Hevesi Questions Cuomo Management Expertise

NYS Assembly member and Social Services Chair Andrew Hevesi today released the following statement in response to Gov. Cuomo’s statements that the City can't manage the homeless crisis, and that he will provide management expertise:

"The Governor's track record of managing homelessness in New York has included claiming we resolved the problem; drastically reducing the State’s share of costs associated with homelessness and poverty; threatening to eliminate funds for shelters this summer; and casting blame for the crisis. If this is what Governor Cuomo has in mind when he talks about providing management expertise, thank you - but no thank you.”

Homeless Crisis

“Governor Cuomo recently said, ‘We had a terrible homeless problem. We resolved it. Now we are going back and we have a homeless problem spreading again.” (Oct. 26, 2015)

“We cannot trust someone to manage a problem who claimed that the problem had been resolved when it has been increasing since he took office.”

Shelter Conditions

“This summer, the Governor threatened to withhold State funds for homeless shelters in NYC, putting thousands of shelter residents at risk of being back on our streets, rather than recognizing that part of managing physical structures is proactively providing adequate resources to help pay for repairs to building systems, roofs, and other critical health and safety measures.”

“The cost of homeless shelters in NYC was $876.5 million in 2014, of which the Governor paid only $123.8 million, or 14 percent from State funds.”

OTDA Budget and Homelessness

“From 2012 to 2013 through 2015-2016 Governor Cuomo has cut state operating funds to OTDA by 13 percent ($365 million), a department which serves New York's most vulnerable citizens including the homeless and every New Yorker on Public Assistance, as well as human trafficking and domestic violence victims.”

“Governor Cuomo has continued the trend of cutting General Fund support for OTDA which was at $2.368 billion in 1995-1996 but is now at $1.361 Billion, a 43 percent reduction that has greatly exacerbated the current homeless crisis.”

“Governor Cuomo and other Governors used to pay for 25 percent of the cost of sheltering homeless families with children (TANF).
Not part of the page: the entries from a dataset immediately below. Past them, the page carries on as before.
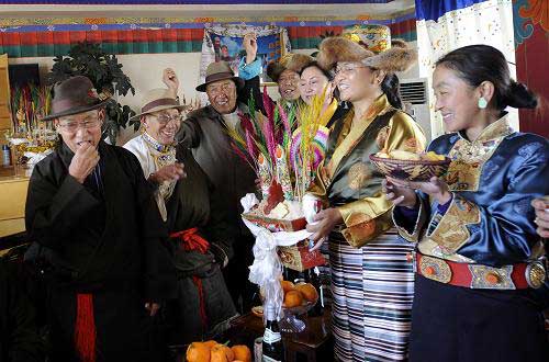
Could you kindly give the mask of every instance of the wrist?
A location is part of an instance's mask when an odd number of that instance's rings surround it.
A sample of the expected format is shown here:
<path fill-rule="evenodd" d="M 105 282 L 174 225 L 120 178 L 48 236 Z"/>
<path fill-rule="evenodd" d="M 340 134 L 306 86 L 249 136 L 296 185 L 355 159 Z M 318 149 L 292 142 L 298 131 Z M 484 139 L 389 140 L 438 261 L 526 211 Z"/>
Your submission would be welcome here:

Now the State pays zero.”

“For sheltering other families with children in NYC there has been a 44% cut from $97 million to $51 million in State funds between 2007 and 2014, even as the number of homeless families was going up.”

“New York State used to pay 50 percent of the cost of Safety Net Assistance for homeless Families, and now the state pays only 29 percent, leaving NYC and other localities to pay 71 percent.”

“The state used to pay $86 million per year for sheltering adults in NYC, or about 47 percent. Now the State pays only $73 million, or 21 percent, even as the adult shelter census continues to rise, leaving the City to pay the remaining $252 million as of 2014.”

“On an All Funds basis (which includes Federal grants) OTDA is currently at the same levels it was in 1996.”

“The Governor used to pay for 100 percent of the costs of Emergency Assistance for Families (TANF) using a Federal grant, but now requires NYC (but not other localities) to pay 10 percent.”

Housing Subsidies

“Governor Cuomo and the State ended the Advantage program without replacing it. That single action displaced tens of thousands of New Yorkers, including thousands of families and children, from their homes. To date the Governor has proposed nothing substantial to replace that program and has forced NYC to mostly go it alone on the Mayor’s new rental subsidy programs, with the State providing only $5 million to help pay for them this year.”

Allocation of Settlement Funds for Supportive Housing

“The State has received a total of $7.9 billion from monetary settlements in FY 2015 and FY 2016. Only $124.5 million of this went to supportive housing. Only $74.5 million of that small amount went to NEW supportive housing for homeless families and individuals. (The distinction is that $50 million of the $124.5 million is spread out over 5 years to pay for OLD supportive housing, not all of which serves homeless people.)”

"Governor Mario Cuomo matched Mayor Dinkins’ commitment to supportive housing. Governor Pataki matched both Mayor Giuliani’s and Mayor Bloomberg’s commitment to supportive housing. Governor Andrew Cuomo should not attempt to distract, spin, or avoid fulfilling his responsibility to match Mayor de Blasio’s commitment to supportive housing."